Tension Rise in Bilateral Relations Between China and Papua New Guinea (PNG) After Lease Renewal Denied on China-Led Gold Mine
On May 1, Papua New Guinea’s (PNG) National Court issued a ruling mandating the PNG government to open negotiations with mining company venture, Barrick Niugini Limited (BNL), the Canadian-Chinese operator of the country’s Porgera gold mine. BNL – a 50–50 joint venture between China’s state-owned, Zijin Mining and Canadian-listed, Barrick Gold Corporation – was denied renewal of its 20-year mining lease for the Porgera mine earlier this week by the PNG government. Currently, the Porgera mine accounts for approximately 10% of Papua New Guinea total exports.

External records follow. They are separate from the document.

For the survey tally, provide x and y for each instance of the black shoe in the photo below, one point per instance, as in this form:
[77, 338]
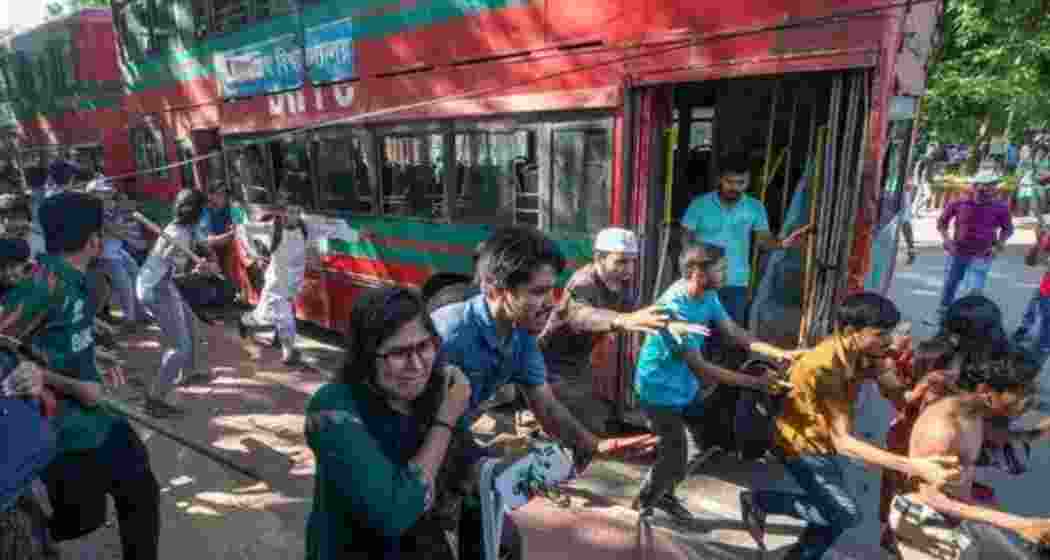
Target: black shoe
[673, 507]
[754, 519]
[160, 409]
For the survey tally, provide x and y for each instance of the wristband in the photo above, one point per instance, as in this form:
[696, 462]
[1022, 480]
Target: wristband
[442, 423]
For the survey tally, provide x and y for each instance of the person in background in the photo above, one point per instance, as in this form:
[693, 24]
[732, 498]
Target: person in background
[599, 301]
[385, 434]
[118, 265]
[156, 290]
[982, 225]
[100, 454]
[285, 274]
[671, 373]
[816, 423]
[931, 520]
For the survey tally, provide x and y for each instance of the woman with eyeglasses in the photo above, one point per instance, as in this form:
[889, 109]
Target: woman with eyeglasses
[385, 439]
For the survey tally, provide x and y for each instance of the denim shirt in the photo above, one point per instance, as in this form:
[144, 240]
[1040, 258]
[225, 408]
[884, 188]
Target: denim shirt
[469, 340]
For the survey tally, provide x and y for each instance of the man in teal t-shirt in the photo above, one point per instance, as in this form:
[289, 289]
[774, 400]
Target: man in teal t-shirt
[671, 371]
[99, 453]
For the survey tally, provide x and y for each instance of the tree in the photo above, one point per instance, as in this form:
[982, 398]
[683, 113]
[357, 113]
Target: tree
[991, 74]
[58, 8]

The lease rejection appears to have come as a surprise to BNL, and tensions have escalated to the level of Chinese embassy involvement. In a letter to the Prime Minister, the Chairman of the Board of Zijin Mining threatened that a negative outcome with regard to the Porgera mine could harm PNG’s bilateral relationship with China. In alignment, China’s Ministry of Foreign Affairs publicly demanded that the legitimate interests of Chinese companies be “effectively protected.” It is noteworthy that Beijing remains Papua New Guinea’s largest creditor, as Chinese entities increased investment in the South Pacific islands in recent years.

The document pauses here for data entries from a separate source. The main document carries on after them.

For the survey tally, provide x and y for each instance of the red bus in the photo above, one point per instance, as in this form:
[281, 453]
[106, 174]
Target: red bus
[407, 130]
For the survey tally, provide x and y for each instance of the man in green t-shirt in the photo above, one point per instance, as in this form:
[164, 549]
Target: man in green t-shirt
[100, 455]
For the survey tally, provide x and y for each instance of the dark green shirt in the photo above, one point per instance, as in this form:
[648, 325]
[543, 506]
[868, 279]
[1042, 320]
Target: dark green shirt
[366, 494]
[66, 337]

BNL’s operation of the site, however, has led to some local protest and concerns. The Porgera mine has been associated with environmental damage, including the pollution of water sources, which has harmed local agriculture, sparking complaints from Papua New Guineans living and farming near the mine, who claim that mining operations have done little to benefit the local economy.
Zijin has also stated that if a mining lease extension is not granted, it could lead to the removal of critical installations and facilities at the mine, as well as its inevitable closure. The PNG government has indicated that it is willing to nationalize the project to ensure the continuation of mining operations. Associated parties are expected to reconvene on May 8 for the court’s final decision.